Stephan Augustin wurde 1967 in München geboren und studierte von 1989 bis 1993 Industrial Design an der Universität der Künste in Berlin. 1997 nahm er eine Festanstellung bei der BMW AG im Design an,um am Aufbau eines neuen Produktdesignstudios mitzuwirken. Zwischen 2007 und 2009 war Stephan Augustin im Advanced Design Studio der BMW Group mit der technischen und gestalterischen Entwicklung von visionären Mobilitätskonzepten tätig. Hier entstanden Fahrzeuge- und Designkonzepte mit einem Fokus von 5-10 Jahren in der Zukunft.
Seit 2010 befasst sich Stephan Augustin bei BMW unter dem Projektnamen “Project i” mit der Entwicklung von Elektromobilitätsprodukten. 
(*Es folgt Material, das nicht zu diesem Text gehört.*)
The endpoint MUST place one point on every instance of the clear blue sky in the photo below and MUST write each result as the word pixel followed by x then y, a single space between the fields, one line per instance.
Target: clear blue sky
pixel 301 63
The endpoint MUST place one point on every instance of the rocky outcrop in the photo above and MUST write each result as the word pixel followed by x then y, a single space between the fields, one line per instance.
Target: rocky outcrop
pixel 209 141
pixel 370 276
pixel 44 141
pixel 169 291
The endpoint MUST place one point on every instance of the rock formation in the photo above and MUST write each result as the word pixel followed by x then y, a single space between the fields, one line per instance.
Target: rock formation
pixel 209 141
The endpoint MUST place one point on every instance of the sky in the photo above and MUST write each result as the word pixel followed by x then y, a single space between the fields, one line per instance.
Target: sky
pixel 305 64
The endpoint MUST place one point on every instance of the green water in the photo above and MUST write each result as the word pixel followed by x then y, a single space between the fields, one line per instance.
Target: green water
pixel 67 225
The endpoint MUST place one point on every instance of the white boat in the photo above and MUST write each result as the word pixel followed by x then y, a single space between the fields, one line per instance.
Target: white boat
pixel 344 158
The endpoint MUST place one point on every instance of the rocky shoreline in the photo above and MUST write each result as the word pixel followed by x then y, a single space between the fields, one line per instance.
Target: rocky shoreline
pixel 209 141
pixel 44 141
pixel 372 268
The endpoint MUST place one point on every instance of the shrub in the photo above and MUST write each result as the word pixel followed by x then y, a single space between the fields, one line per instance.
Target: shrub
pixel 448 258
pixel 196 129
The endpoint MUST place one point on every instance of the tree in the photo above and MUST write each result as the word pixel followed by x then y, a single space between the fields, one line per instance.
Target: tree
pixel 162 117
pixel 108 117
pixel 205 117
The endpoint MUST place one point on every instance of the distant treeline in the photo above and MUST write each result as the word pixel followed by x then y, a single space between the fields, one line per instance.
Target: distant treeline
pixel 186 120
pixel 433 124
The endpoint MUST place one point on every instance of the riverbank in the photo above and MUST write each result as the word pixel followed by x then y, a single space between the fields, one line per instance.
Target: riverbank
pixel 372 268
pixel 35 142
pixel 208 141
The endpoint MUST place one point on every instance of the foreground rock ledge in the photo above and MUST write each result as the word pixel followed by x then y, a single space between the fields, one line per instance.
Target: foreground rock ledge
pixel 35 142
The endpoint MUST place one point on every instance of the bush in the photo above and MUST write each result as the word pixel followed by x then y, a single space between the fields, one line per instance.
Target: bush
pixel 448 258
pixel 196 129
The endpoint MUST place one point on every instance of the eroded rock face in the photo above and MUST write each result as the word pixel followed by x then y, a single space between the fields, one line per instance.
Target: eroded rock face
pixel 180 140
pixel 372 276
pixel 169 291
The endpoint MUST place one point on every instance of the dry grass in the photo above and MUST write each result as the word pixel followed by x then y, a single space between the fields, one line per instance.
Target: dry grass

Bei seiner freiberuflichen Nebentätigkeit konzentriert sich Stephan Augustin neben Lehraufträgen und Vorträgen an Hochschulen und Universitäten rein auf Eigenentwicklungen wie z.B. den Watercone®, einem solar betriebenen preisgünstigen Apparat zur Trinkwassergewinnung aus Salz- oder Brackwasser für arme Regionen in der Welt. 
Hierfür erhielt er 2008 den „National Energy Globe, World Award for Sustainability" im europäischen Parlament von Brüssel und eine Auszeichnung des „Kyoto World Water Grand Prize" während des 5. Welt Wasserforums im März 2009 in Istanbul. Im Sommer 2009 wurde Stephan Augustin beim „World Technology Award 2009" in New York für seine Arbeiten als Finalist in der Kategorie" Soziales Unternehmertum" nominiert.
Der Watercone® wurde zudem in die ständige Sammlung des Centre Pompidou in Paris, des Museum of Modern Art in New York sowie des Museums der Deutschen Geschichte in Bonn aufgenommen. http://www.augustin.net

Ich bin Stephan Augustin das erste Mal während eines Workshops bei BMW begegnet. Danach trafen wir uns auf dem Zukunftskongress des 2b AHEAD ThinkTank wieder, erst hier bin ich auf die Projekte im Rahmen seiner privaten Tätigkeit aufmerksam geworden.
Sein Vorgängerprojekt ist "Watercone", eine Erfindung für Solare Meerwasserentsalzung für Jedermann, vorrangig zur Hilfe in Entwicklungsländer gedacht. Seine jüngste Arbeit wurde während des Munich Economic Summit zusammen mit anderen Preisträgern bei einem Empfang in der Residenz München ausgezeichnet. Hier wurden alle Gewinner-Projekte vorgestellt und besonders hat mich auch die Initiative von  Heather Cameron beeindruckt, welche als Katalysator für sozialen Wandel dient und wesentliche Grundlagen einer Veränderung bereits bei Kindern ansetzt.